A girl should be a tomboy during the tomboy age and the more of a tomboy she is, the better,” wrote Joseph Lee, the father of the playground movement, in 1915. Charlotte Perkins Gilman, the feminist activist best known for her short story “The Yellow Wallpaper,” echoed this idea. “The most normal girl is the ‘tom-boy’ — whose numbers increase among us in these wiser days, — a healthy young creature, who is human through and through.”
The turn of the 20th century was a progressive era, and Americans were not merely coming around to the idea of tomboys?—?child rearing experts, cultural critics, and writers were in fact championing the benefits of tomboy-ism.

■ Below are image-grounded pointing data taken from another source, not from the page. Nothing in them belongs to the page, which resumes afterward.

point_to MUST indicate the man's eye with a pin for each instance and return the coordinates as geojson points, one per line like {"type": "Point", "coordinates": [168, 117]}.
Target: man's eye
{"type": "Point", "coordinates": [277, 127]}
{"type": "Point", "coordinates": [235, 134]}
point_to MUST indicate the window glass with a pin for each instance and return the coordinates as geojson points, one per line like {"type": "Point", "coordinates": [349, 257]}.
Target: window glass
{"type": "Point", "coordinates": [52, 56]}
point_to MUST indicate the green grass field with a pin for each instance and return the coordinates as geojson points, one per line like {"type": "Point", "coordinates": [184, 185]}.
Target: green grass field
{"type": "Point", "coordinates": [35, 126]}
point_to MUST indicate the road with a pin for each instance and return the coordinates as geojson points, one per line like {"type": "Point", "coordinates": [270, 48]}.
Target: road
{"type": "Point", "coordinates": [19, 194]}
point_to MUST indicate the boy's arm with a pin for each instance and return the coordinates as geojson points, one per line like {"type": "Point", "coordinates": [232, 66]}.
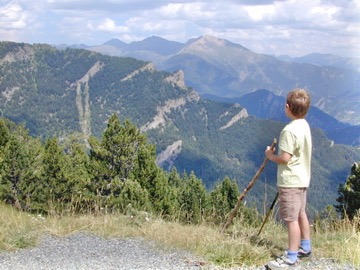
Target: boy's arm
{"type": "Point", "coordinates": [283, 158]}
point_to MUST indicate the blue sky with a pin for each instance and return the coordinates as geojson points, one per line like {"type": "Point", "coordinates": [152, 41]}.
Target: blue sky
{"type": "Point", "coordinates": [291, 27]}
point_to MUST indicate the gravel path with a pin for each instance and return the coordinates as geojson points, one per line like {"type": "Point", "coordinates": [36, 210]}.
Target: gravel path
{"type": "Point", "coordinates": [83, 251]}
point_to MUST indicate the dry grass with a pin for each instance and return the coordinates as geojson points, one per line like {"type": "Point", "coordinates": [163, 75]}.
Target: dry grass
{"type": "Point", "coordinates": [240, 245]}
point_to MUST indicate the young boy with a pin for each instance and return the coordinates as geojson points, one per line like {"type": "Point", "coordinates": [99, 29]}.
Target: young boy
{"type": "Point", "coordinates": [293, 178]}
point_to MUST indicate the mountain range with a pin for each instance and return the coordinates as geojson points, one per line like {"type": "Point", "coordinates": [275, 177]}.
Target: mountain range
{"type": "Point", "coordinates": [219, 67]}
{"type": "Point", "coordinates": [61, 92]}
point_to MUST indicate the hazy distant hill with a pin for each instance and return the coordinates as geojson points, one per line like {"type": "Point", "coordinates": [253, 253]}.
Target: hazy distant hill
{"type": "Point", "coordinates": [265, 104]}
{"type": "Point", "coordinates": [58, 92]}
{"type": "Point", "coordinates": [324, 60]}
{"type": "Point", "coordinates": [222, 68]}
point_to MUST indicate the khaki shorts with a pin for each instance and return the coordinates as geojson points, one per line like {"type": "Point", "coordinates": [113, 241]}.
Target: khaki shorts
{"type": "Point", "coordinates": [292, 202]}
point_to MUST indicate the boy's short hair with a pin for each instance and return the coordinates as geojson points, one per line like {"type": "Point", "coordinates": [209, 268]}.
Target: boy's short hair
{"type": "Point", "coordinates": [298, 101]}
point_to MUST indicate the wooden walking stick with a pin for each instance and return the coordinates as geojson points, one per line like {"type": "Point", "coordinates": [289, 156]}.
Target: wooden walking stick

But while the loosening of gender strictures seemed to signal the dawn of a more egalitarian age, society’s evolving acceptance of tomboys didn’t merely spring from concern for the wellbeing of women in their own right.
“The angel in the house,” the ideal upper middle class mother, was mild and subservient, rarely outdoors, and tightly bound in a corset. The languorous look of the consumption patient was considered attractive, but this aesthetic of frailty was literally killing them. Where the wealthy Anglo-Saxon American woman was at risk, so was the white race, since a dead white woman cannot bear children. With increasing numbers of Japanese, Chinese, Eastern and Southern European immigrants pouring over the borders, upper middle-class anxiety was high. As Ohio State University historian Michelle Ann Abate writes, “In this way, tomboyism was more than simply a new childrearing practice or gender expression for the nation’s adolescent girls; it was a eugenic practice or, at least, a means to help ensure white racial supremacy.”
Gilman’s advocacy for tomboy-ism and female physical fitness was part and parcel of her nativism. She was alarmed by the increasing number of “degenerate” immigrants coming to “pollute” the American citizenry. A proponent of female physical fitness after being raised by an invalid mother, she practiced rigorous exercise routines: running, weightlifting, rope climbing, vaulting, and jumping. At the height of her career, she was advocating for female economic independence, female physical fitness, women’s participation in the public sphere, and stricter immigration laws. Her 1923 essay “Is America too Hospitable?” voiced anxieties about races mixing. “If you put into a melting pot promiscuous shovelfuls of anything that comes handy you do not get anything out of it of value,” she argued.